Notre Dame Punts


Published January 3, 2013

National Review Online

In the pantheon of Notre Dame football anecdotes, “Win one for the Gipper” barely beats out Lou Holtz’s lesson in Mariology — a legendary bon mot that, though doubtless embellished over the decades, retains a certain salience today, on the cusp of the faux national championship game between the Fighting Irish and Alabama on January 7.

Back when Holtz was coaching the lads from South Bend, he and his team attended a night-before-the-big-game banquet with an archrival, whose chaplain was called upon to offer grace before meals. The enemy-team cleric went on at some length, asking the Lord to ensure that no one got hurt, that all would be good sportsmen, that everyone would become friends, punctuating his intentions with the antiphon, “Because we know, dear God, that You don’t care who wins tomorrow.” After the meal, Coach Holtz got up to make a few remarks, thanked the other side’s chaplain for an inspiring benediction, and said, “And it’s true: God doesn’t care who wins tomorrow. But His Mother does.”

God, according to orthodox theology, cannot do anything that contradicts the divine nature, so it is a certainty that the Deity cares not a whit who wins the artificial “national championship game” concocted by the cartel known as the Bowl Championship Series. For to do so would contradict that divine attribute of Absolute Truth. Whoever wins on January 7 will be the BCS champion. But to confuse that with a genuine national champion, of the sort crowned by the NCAA in its basketball tournaments every year, is to make a major category error.

As for God’s Mother, I can believe that she indeed cares about the many fine young men who attend Our Lady’s university and who will do their best to march “onward to victory,” as the most famous of ND fight songs bids them do in Miami next Monday. Indeed, I suspect that Our Lady’s maternal solicitude for her boys extends in a special way to ND’s stellar linebacker (and my candidate for the Heisman Trophy), Manti Te’o, a Mormon.

But I wouldn’t be surprised if Our Lady is very unhappy these days with the administration of her university.
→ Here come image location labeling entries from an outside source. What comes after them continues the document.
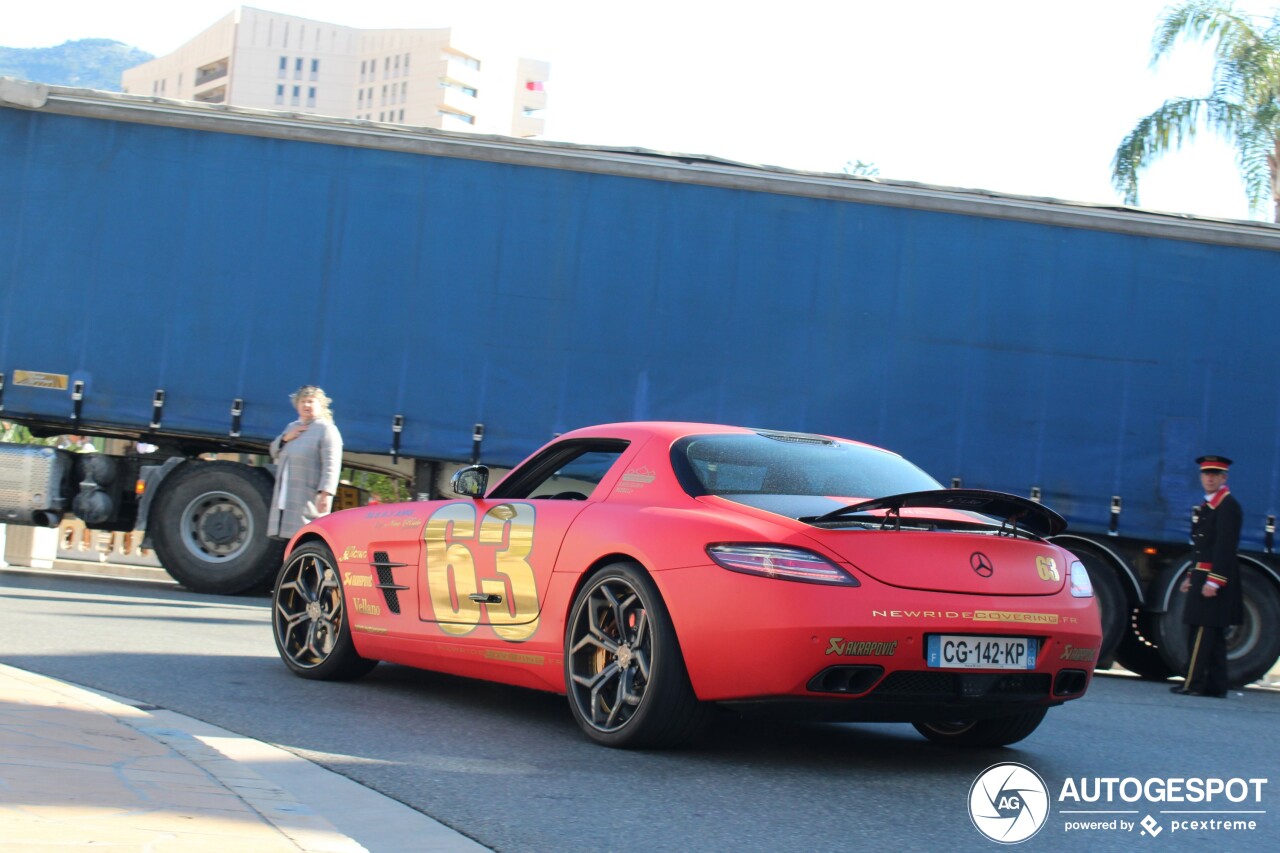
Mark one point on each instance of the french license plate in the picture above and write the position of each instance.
(960, 652)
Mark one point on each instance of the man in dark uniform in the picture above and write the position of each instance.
(1212, 587)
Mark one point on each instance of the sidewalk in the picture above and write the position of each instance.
(85, 769)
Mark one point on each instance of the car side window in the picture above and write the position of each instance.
(576, 479)
(566, 473)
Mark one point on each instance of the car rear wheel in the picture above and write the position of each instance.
(996, 731)
(626, 679)
(312, 633)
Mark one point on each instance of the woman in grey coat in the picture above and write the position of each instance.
(309, 459)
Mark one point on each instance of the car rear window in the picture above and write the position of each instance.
(792, 464)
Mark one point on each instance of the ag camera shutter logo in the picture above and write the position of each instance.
(1009, 803)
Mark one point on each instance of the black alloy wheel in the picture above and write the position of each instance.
(626, 679)
(309, 615)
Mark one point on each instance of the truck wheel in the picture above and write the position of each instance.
(1138, 649)
(209, 528)
(1252, 647)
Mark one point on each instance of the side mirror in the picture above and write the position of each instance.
(470, 482)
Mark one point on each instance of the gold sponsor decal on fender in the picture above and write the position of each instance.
(362, 606)
(974, 616)
(515, 657)
(39, 379)
(919, 614)
(1009, 616)
(1072, 653)
(498, 655)
(855, 648)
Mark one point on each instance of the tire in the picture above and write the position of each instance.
(996, 731)
(209, 528)
(1114, 605)
(626, 679)
(1252, 647)
(309, 619)
(1139, 648)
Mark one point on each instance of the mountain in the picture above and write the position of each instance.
(88, 63)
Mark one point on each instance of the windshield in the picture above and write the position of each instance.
(787, 464)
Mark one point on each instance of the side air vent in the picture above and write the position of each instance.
(387, 579)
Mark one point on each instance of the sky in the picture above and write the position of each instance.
(1019, 96)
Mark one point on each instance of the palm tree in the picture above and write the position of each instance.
(1243, 105)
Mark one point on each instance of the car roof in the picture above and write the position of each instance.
(671, 430)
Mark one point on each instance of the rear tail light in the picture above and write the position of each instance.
(780, 562)
(1080, 584)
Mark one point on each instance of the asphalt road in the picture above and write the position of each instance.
(510, 769)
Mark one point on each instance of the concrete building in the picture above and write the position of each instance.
(440, 78)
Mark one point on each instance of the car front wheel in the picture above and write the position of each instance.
(996, 731)
(312, 633)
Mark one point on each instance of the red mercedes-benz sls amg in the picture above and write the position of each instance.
(654, 571)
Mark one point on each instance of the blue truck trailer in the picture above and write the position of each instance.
(170, 270)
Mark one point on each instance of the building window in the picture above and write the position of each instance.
(213, 95)
(457, 117)
(469, 62)
(456, 86)
(211, 71)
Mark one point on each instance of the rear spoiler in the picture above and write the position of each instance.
(1013, 510)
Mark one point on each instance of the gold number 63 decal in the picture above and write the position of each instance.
(451, 538)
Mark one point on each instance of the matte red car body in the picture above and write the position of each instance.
(743, 638)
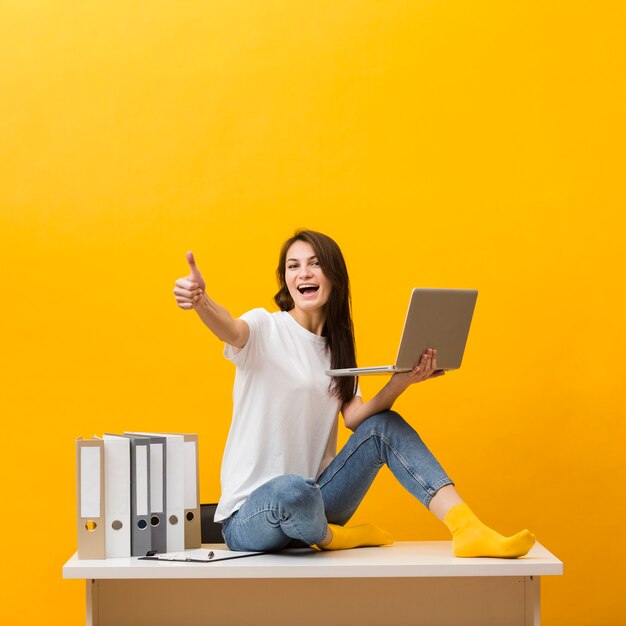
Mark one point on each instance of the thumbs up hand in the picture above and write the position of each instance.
(189, 289)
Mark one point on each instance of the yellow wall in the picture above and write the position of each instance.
(472, 144)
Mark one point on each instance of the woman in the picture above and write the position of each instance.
(282, 483)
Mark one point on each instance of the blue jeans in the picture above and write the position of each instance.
(291, 510)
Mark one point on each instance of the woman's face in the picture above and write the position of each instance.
(307, 284)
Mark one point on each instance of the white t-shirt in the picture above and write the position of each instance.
(284, 416)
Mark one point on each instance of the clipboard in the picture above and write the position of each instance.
(198, 555)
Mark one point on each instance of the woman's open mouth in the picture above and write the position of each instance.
(308, 290)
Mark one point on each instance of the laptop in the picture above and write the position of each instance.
(436, 318)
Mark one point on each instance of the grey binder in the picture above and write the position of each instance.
(141, 539)
(158, 490)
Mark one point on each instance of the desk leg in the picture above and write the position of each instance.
(533, 600)
(93, 599)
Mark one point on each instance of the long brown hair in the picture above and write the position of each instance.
(338, 328)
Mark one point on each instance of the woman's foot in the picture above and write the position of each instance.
(471, 538)
(344, 538)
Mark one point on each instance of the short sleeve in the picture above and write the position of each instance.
(260, 323)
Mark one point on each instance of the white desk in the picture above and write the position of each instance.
(406, 583)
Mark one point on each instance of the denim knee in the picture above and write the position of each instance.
(382, 421)
(293, 493)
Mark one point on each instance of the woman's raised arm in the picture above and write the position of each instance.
(190, 294)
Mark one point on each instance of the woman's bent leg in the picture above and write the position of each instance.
(283, 509)
(382, 439)
(385, 438)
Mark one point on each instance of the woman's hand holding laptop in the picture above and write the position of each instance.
(425, 369)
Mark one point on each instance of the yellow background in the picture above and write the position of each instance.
(463, 144)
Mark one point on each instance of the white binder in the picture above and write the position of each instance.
(117, 495)
(90, 498)
(175, 487)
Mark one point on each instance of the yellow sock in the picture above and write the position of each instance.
(357, 536)
(470, 537)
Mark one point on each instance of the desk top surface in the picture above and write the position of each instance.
(426, 559)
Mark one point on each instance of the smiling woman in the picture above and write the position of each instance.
(283, 482)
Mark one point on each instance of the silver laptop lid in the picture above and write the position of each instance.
(439, 319)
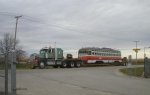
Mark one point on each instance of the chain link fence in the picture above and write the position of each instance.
(147, 68)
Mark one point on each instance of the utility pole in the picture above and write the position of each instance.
(13, 64)
(6, 68)
(136, 51)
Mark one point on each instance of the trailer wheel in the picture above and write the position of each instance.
(63, 65)
(42, 65)
(78, 65)
(55, 66)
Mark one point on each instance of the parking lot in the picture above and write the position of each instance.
(80, 81)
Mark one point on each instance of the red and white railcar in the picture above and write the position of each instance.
(99, 55)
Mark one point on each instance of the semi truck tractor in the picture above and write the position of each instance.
(54, 57)
(90, 55)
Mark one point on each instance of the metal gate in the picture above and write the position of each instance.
(146, 67)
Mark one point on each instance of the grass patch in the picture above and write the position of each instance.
(23, 66)
(138, 71)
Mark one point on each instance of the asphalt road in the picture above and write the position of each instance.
(80, 81)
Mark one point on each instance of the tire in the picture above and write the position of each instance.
(71, 64)
(63, 65)
(42, 65)
(78, 65)
(55, 66)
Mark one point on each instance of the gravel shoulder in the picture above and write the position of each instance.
(80, 81)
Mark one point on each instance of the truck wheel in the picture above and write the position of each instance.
(71, 64)
(55, 66)
(78, 65)
(64, 65)
(42, 65)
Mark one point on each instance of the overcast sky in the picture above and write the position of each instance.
(74, 24)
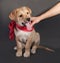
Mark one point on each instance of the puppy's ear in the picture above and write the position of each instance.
(13, 14)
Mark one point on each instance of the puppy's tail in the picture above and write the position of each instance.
(46, 48)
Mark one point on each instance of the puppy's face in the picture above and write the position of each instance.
(21, 15)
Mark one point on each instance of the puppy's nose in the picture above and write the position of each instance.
(28, 19)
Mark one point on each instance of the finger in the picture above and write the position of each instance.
(32, 24)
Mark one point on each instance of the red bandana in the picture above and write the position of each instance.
(12, 25)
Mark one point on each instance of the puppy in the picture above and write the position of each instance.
(25, 35)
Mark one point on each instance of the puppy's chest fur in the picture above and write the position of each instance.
(22, 35)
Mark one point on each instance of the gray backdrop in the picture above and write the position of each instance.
(49, 30)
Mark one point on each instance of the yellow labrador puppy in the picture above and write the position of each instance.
(25, 35)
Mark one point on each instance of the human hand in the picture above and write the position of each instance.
(35, 20)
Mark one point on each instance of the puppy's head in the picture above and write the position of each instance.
(21, 15)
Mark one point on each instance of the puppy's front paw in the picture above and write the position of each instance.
(27, 54)
(18, 53)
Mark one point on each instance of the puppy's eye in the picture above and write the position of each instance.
(20, 15)
(27, 12)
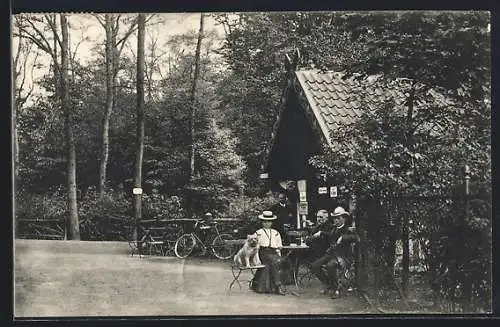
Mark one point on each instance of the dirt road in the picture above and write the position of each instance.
(64, 278)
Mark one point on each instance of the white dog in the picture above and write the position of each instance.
(249, 253)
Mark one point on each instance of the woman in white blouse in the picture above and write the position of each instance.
(267, 280)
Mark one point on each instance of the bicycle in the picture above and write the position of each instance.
(219, 246)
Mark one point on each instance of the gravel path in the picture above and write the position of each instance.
(64, 278)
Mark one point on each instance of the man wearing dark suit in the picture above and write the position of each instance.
(329, 266)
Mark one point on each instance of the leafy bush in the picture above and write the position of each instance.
(41, 206)
(158, 206)
(107, 218)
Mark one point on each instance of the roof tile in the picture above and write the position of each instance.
(342, 101)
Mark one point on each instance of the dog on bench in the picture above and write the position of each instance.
(248, 255)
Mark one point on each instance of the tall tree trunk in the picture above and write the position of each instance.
(73, 229)
(405, 228)
(193, 98)
(140, 120)
(110, 79)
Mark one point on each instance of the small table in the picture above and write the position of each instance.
(295, 264)
(237, 270)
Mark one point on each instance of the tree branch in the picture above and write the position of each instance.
(53, 27)
(99, 19)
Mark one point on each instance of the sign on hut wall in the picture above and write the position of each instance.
(323, 190)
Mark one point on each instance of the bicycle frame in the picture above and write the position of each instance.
(199, 241)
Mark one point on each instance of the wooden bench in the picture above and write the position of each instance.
(237, 270)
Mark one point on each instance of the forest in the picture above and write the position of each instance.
(210, 96)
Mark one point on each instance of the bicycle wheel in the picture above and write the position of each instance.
(221, 249)
(184, 246)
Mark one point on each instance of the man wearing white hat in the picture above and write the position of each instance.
(267, 280)
(328, 267)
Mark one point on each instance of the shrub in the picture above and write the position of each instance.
(41, 206)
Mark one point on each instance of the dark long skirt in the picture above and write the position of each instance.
(268, 279)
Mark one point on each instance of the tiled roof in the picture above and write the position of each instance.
(336, 100)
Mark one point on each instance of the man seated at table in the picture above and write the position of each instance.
(318, 239)
(329, 266)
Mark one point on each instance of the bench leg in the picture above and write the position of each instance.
(236, 275)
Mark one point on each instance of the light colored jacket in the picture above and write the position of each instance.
(269, 238)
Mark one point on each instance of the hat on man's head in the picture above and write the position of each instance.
(267, 215)
(339, 211)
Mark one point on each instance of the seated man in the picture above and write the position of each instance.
(330, 265)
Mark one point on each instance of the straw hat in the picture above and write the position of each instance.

That unhappiness should be shared by all who understand the singular place that Notre Dame holds in both the American Catholic imagination and the American imagination about Catholicism. For given an unprecedented opportunity to do some evangelical witnessing before what many believe will be the largest audience ever to watch a college football game, Notre Dame has punted.

Both contenders for the BCS championship get a free 30-second spot on the ESPN broadcast, during which they can say whatever they want about themselves. Insofar as I’m aware, the spots are not subject to censorship by either the BCS or the politically correct managers at ESPN (as Super Bowl ads are subject to censorship by the equally p.c. leadership of the National Football League). It’s an open field, and you can, as Vince Lombardi would have said, “run to daylight” with impunity.

Now if you imagine yourself, as Notre Dame does, to be the particular embodiment of the Catholic ethos in the United States, you might see this as an opportunity to address, in a non-aggressive but unmistakable way, one or another (or both) of the two causes that define serious, culture-forming Catholicism in 21st-century America: the pro-life cause and the cause of religious freedom.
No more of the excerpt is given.